Erdös nunca teve casa própria, família nem praticamente bens materiais. Doava seu salário de professor e os prêmios que ganhava por solucionar problemas matemáticos a quem resolvesse questões que ele mesmo propunha. Como então vivia? Ora, como Mary Poppins. Comparecia a conferências matemáticas e escutava em que trabalhavam seus colegas. Quando alguém estava com algum problema que lhe interessava, ia até a casa da pessoa e ficava lá trabalhando no problema. Quando o resolvia, buscava outro colega que o motivasse e se mudava à casa dele. A vantagem era que não dependia da direção do vento, e a desvantagem era que ia de avião, não num guarda-chuva mágico. Com esse método, escreveu mais de 1.500 artigos científicos ao longo de sua vida, sendo considerado o matemático mais produtivo depois de Leonhard Euler, suíço do século XVIII, embora isso seja motivo de controvérsia. Erdös escreveu mais artigos, e Euler mais páginas. Com sua produtividade e brilhantismo, é lógico que ninguém o acusasse de folgado. Qualquer matemático do mundo adoraria alojar Erdös em sua casa, já que ele era garantia de interessantíssimas discussões, resolução de um problema importante e publicação de artigos de pesquisa. Não por acaso, ao longo da vida ele publicou com mais de 500 coautores em campos tão distintos quanto probabilidade, teoria dos grafos, conjuntos e análise combinatória.

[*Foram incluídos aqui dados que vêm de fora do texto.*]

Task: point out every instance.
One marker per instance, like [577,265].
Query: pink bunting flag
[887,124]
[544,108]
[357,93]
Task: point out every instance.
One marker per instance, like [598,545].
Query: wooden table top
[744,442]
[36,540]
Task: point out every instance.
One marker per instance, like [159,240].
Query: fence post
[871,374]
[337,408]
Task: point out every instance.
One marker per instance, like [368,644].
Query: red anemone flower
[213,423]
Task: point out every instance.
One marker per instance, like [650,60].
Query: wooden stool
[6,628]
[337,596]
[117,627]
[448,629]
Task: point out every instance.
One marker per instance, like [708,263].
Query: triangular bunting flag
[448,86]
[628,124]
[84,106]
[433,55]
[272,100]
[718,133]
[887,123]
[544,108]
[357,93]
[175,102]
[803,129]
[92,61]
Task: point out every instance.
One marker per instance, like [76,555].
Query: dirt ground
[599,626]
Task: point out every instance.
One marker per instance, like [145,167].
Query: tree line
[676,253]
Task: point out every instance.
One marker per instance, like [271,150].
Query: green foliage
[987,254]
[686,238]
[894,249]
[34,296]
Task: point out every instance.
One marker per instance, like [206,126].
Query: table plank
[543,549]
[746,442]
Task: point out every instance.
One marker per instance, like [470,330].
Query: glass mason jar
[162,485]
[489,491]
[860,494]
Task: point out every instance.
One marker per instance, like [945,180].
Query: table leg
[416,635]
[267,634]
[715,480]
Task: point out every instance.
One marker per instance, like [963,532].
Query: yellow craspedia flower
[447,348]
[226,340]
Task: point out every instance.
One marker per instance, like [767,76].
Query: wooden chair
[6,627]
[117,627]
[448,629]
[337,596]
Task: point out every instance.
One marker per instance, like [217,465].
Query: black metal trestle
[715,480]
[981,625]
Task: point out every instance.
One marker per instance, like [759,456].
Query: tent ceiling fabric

Morreu em plena atividade, durante uma conferência matemática em Varsóvia, aos 83 anos. Dizem que um matemático é alguém que transforma café em teoremas, e as pessoas que o conheceram afirmam que Erdös o bebia em doses cavalares, certamente na mesma proporção que Mary Poppins cantava.
Entre os cientistas, e em particular os matemáticos, não faltam biografias peculiares. O desapego dos bens materiais não é algo infrequente. Um caso mais recente seria o do brilhante matemático russo Grigori Perelman, que foi capaz de resolver a conjectura de Poincaré, um dos problemas de geometria mais complexos que existem. Perelman abriu mão da medalha Fields (uma das máximas distinções que um matemático pode almejar) e ao milhão de dólares do prêmio à resolução de um dos problemas do milênio. Ele disse que não queria acabar sendo exposto como um animal de zoológico. Hoje, após ter deixado a matemática, continua morando com a mãe num humilde apartamento em São Petersburgo.